Case Study | Solving Icing Challenges, Wisson AP30-P2 Helps Wind Turbines Tackle Snow and Ice

Wind turbine icing is a high-impact meteorological disaster for wind power generation, posing significant hazards. After icing, the increased load on the blades not only shortens the service life of the units but also significantly affects the power generation efficiency of the turbines. Extreme weather can even lead to widespread wind farm shutdowns, challenging the safe and stable operation of the power grid. Additionally, ice thrown off by rotating blades poses a significant threat to the safety of personnel and equipment at the wind farm.   

To address wind turbine icing, the industry has been trying various methods, but there is still no widespread and stable approach. For example, installing sensors on wind turbine blades to monitor icing through technical means, or inserting heating resistors into the blades to eliminate ice layers using the heat they release. However, these technical means are difficult to scale due to excessively high retrofitting costs or the inability to retrofit older turbines. In addition, many wind farms apply hydrophobic coatings or anti-icing and anti-freezing liquids to wind turbines, or perform manual mechanical de-icing after the wind turbine blades ice up. Although these methods are widely applicable, they require manual high-altitude operations, which are inefficient, labor-intensive, and pose significant safety hazards.   

In response to the demand for wind turbine anti-icing, the company actively sought intelligent methods that could be widely and rapidly promoted and replicated, and investigated a large number of intelligent wind power operation and maintenance equipment, including wall-climbing robots and drones, but found that they generally had problems such as poor environmental adaptability, difficulty in deployment and implementation, high costs, and unassured safety. After considering factors such as convenience, operating costs, and safety, the company decided to adopt the Wisson Technology AP30-P2 high-pressure cleaning system, and recently applied anti-icing and de-icing liquid spraying to wind turbine blades.

Compared with traditional operation and maintenance robots and drones, the AP30-P2 high-pressure cleaning system is specifically designed for high-altitude operations, adapting to heavy-duty industrial drones such as the DJI FC30. It can perform safe, stable, convenient, and efficient spraying operations in hovering or flying states, supporting various liquids such as water, anti-icing and de-icing liquid, and cleaning liquid. It combines high safety interaction, light self-weight, strong protection level, and flexible operation capabilities, which can significantly improve the efficiency of wind turbine anti-icing and anti-freezing operation and maintenance and reduce operating costs.   

Safety First, Stable and Reliable

Based on remote control technology and laser ranging functions, the "AP30-P2" completely eliminates the safety risks of personnel high-altitude operations while accurately controlling the spraying distance to ensure the safety of the operating target. Its unique balance structure and functions further enhance the flexibility and stability of flight, effectively offset the recoil during spraying, and maintain stable operation in complex environments.   

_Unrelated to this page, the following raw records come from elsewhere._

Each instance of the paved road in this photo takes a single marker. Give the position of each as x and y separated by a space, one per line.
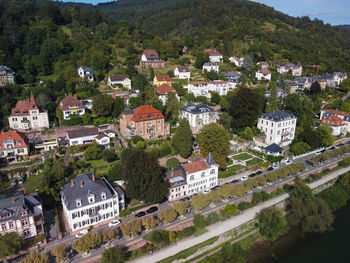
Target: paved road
229 224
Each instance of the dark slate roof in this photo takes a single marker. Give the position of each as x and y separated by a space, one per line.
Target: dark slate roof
197 108
273 148
210 160
277 116
82 132
83 187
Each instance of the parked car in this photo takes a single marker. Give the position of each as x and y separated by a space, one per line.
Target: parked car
81 233
244 178
114 223
152 210
140 214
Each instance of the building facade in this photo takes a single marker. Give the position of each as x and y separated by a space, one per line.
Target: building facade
7 76
150 59
21 214
198 114
28 116
144 121
71 105
13 146
278 126
88 201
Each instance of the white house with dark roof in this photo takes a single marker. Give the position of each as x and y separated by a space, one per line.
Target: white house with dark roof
182 72
198 114
211 66
196 176
278 126
88 201
21 214
123 80
86 73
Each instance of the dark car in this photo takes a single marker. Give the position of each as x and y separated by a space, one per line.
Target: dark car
152 210
140 214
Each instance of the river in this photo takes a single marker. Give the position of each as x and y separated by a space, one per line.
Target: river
295 247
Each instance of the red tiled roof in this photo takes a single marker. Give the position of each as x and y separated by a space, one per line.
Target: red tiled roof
196 165
146 112
212 52
24 106
337 112
163 78
70 101
165 89
265 71
150 53
15 136
333 120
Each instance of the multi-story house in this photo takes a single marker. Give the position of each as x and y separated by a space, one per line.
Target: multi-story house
7 76
88 201
28 116
214 55
263 74
21 214
86 73
345 116
296 70
144 121
337 124
161 79
13 146
119 80
83 135
182 72
237 61
278 126
71 105
196 176
150 59
198 114
263 65
210 66
163 91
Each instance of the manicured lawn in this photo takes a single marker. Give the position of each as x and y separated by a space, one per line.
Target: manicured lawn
33 182
242 156
253 162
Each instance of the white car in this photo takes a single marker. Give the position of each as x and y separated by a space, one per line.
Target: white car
114 223
81 233
244 178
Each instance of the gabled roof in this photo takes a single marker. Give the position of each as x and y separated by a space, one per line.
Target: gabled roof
277 116
333 120
82 187
119 77
24 106
164 89
212 52
183 69
146 112
18 138
82 132
150 54
163 78
70 101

With advanced flexible design extended by flexible technology, the "AP30-P2" can flexibly adjust multiple angles in a hovering state, easily meeting the spraying needs of large areas and complex tricky areas, reducing the number of drone flight adjustments, and greatly improving operating efficiency and coverage.  

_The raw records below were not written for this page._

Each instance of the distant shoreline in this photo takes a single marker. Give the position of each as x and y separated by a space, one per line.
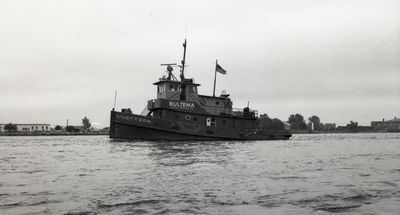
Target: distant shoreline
52 133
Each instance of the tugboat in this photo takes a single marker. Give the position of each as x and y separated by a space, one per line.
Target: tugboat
180 113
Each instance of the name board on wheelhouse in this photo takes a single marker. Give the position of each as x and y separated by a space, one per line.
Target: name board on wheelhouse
181 105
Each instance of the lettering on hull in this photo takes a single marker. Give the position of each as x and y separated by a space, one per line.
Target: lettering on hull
182 105
134 118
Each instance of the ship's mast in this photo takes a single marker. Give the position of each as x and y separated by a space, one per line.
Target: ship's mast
183 62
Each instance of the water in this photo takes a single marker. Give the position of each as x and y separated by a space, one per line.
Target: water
309 174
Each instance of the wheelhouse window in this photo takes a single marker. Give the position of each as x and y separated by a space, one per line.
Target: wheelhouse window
173 87
210 121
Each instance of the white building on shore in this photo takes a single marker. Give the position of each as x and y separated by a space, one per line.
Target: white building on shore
28 127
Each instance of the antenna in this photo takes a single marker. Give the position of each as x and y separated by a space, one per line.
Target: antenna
183 61
115 99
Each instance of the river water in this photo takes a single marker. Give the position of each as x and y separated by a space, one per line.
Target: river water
308 174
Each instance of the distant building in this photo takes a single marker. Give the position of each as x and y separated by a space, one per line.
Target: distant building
29 127
389 125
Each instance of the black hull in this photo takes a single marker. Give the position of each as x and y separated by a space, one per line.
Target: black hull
129 127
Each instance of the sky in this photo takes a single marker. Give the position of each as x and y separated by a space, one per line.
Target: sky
64 59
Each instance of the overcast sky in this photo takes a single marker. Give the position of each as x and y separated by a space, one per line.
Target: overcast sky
339 60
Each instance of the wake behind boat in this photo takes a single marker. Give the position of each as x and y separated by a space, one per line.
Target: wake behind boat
180 113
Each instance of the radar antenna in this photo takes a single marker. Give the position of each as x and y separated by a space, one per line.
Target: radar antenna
169 70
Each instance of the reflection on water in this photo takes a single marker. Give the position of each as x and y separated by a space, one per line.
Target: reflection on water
309 174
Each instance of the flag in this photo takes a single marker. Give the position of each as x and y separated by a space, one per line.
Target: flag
219 69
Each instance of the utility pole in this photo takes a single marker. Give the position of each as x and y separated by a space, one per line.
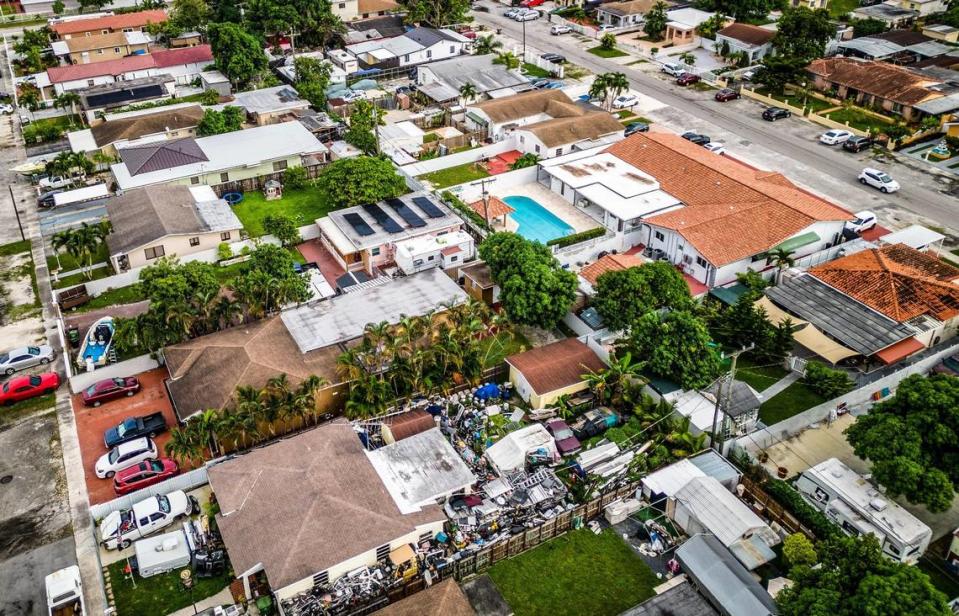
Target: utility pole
722 401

The system integrates multi-angle automatic path planning algorithms, which can intelligently identify and adapt to various complex surfaces, achieving precise spraying, effectively reducing human error and repetitive operations, and improving spraying quality and consistency. At the same time, the modular designed nozzles can flexibly adapt to various coating types and operating scenarios, meeting the paint touch-up needs of complex surfaces such as building facades, bridges, and wind turbines.